Once Authentication Server has been enabled, native accounts and mapped Active Directory accounts can be added, edited, or deleted locally in Blue Prism, however they can no longer be used to log into the interactive client. These accounts can only be used to authenticate runtime resources, AutomateC commands, and when calling web services exposed on runtime resources.

Configure RabbitMQ messaging via Blue Prism server

For new users created in Hub to be able to sign into the Blue Prism environment via Authentication Server, the Blue Prism application server must be configured to handle user events that are published to a message queue by Authentication Server.

This is configured in the Authentication Server Integration tab on the Blue Prism Server Configuration Details screen.

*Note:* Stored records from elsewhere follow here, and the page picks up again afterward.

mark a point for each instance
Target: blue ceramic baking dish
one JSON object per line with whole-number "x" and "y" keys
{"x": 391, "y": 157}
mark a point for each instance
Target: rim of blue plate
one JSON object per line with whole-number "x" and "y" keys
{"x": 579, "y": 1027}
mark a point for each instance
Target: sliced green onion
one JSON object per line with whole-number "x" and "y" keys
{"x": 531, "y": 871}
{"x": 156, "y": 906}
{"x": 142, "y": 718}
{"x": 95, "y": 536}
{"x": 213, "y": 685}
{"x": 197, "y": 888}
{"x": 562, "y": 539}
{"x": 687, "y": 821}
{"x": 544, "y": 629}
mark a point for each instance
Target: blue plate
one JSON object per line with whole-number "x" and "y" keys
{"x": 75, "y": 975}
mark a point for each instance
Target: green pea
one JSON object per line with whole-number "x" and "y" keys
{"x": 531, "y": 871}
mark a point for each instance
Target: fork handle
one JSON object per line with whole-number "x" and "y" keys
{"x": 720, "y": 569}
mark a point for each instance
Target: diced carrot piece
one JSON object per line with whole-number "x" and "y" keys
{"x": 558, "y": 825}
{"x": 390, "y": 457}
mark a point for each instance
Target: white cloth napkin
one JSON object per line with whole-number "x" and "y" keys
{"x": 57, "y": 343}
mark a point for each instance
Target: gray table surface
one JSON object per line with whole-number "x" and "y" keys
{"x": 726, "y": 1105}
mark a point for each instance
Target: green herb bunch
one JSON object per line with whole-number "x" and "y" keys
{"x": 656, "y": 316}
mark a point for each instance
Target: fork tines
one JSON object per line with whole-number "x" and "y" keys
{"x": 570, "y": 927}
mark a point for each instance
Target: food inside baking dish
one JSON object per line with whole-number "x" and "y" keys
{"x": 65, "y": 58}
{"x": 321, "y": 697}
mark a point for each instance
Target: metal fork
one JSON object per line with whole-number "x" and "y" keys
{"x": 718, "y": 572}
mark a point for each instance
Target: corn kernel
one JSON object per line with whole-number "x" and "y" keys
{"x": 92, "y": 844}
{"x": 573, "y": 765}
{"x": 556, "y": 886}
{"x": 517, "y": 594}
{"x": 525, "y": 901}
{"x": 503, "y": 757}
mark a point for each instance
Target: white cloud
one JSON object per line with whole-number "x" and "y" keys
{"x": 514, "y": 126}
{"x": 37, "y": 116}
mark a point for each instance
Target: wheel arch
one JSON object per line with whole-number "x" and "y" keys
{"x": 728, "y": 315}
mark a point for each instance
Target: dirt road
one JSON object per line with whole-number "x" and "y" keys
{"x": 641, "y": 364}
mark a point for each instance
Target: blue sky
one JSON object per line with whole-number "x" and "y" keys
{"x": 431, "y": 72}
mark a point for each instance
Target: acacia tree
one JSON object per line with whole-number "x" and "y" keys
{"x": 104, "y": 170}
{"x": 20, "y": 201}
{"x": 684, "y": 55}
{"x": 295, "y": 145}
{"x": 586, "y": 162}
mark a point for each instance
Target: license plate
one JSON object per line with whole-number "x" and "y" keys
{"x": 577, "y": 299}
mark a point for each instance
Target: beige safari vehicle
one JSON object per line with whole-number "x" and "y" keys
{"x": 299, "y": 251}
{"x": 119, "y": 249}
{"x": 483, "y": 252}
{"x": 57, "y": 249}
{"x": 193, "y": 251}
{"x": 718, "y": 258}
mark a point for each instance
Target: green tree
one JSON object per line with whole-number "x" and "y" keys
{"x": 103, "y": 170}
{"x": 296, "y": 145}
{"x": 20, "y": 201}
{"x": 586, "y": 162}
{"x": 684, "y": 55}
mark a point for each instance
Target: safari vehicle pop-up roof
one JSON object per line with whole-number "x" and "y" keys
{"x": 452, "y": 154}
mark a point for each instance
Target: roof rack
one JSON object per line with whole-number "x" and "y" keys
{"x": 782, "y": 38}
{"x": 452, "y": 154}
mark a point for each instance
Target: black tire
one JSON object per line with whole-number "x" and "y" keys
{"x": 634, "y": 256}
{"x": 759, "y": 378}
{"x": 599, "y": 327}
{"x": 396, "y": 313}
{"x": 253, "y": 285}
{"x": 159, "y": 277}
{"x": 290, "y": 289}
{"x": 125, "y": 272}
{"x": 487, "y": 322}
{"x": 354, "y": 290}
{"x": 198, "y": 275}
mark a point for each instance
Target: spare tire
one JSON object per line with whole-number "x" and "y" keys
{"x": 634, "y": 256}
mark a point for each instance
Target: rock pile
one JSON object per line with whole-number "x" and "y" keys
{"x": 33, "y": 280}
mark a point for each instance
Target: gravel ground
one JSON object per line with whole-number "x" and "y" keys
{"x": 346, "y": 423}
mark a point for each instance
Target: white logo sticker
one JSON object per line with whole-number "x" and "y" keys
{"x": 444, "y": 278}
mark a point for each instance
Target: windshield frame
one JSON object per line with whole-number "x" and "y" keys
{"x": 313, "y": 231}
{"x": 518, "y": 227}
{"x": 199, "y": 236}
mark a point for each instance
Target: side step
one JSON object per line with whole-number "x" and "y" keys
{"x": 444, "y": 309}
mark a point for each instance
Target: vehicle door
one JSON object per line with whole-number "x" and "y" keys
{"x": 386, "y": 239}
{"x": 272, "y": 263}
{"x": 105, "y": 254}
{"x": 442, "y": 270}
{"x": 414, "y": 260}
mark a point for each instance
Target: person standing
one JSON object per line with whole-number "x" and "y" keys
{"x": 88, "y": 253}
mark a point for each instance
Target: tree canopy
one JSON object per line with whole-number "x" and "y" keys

  1. Launch the Blue Prism application server (BPServer.exe from C:\Program Files\Blue Prism Limited\Blue Prism Automate).
  2. To open the server configuration, select the relevant environment from the Current configuration drop-down and click Edit.
  3. In the Authentication Server Integration tab:

    1. Enter the broker settings as configured in the Blue Prism Hub installation:

      • Address – RabbitMQ address in format rabbitmq://<host>:<port>/
      • Username – RabbitMQ username
      • Password – RabbitMQ password
      • Environment Identifier – Used to distinguish between different configured Blue Prism environments if applicable. This value can only contain a sequence of the following characters: letters, digits, hyphens, underscores, periods, and colons.

        Authentication Server Integration tab

    2. Click Save to apply the settings.

  4. Return to the Server configuration screen and click Start to start the BPServer.

    To confirm that the message bus has been configured correctly, you should see the following lines:

    [date stamp]: Starting message bus

    [date stamp]: Message bus started

    If the Blue Prism server is up and running, any users or service accounts created, edited, or deleted in Hub will also be updated in Blue Prism. Should the Blue Prism server go offline or come online later, the synchronization will complete once the connection has been restored.

  5. To verify that the message queue has been created, launch the RabbitMQ URL in a browser as configured in the Blue Prism Hub installation, for example, rabbitmq://localhost:15672/.

  6. In the Queues tab, locate the queue just created via the Authentication Server Integration settings above, for example blue-prism-app-server.user-synchronization.fresh-install.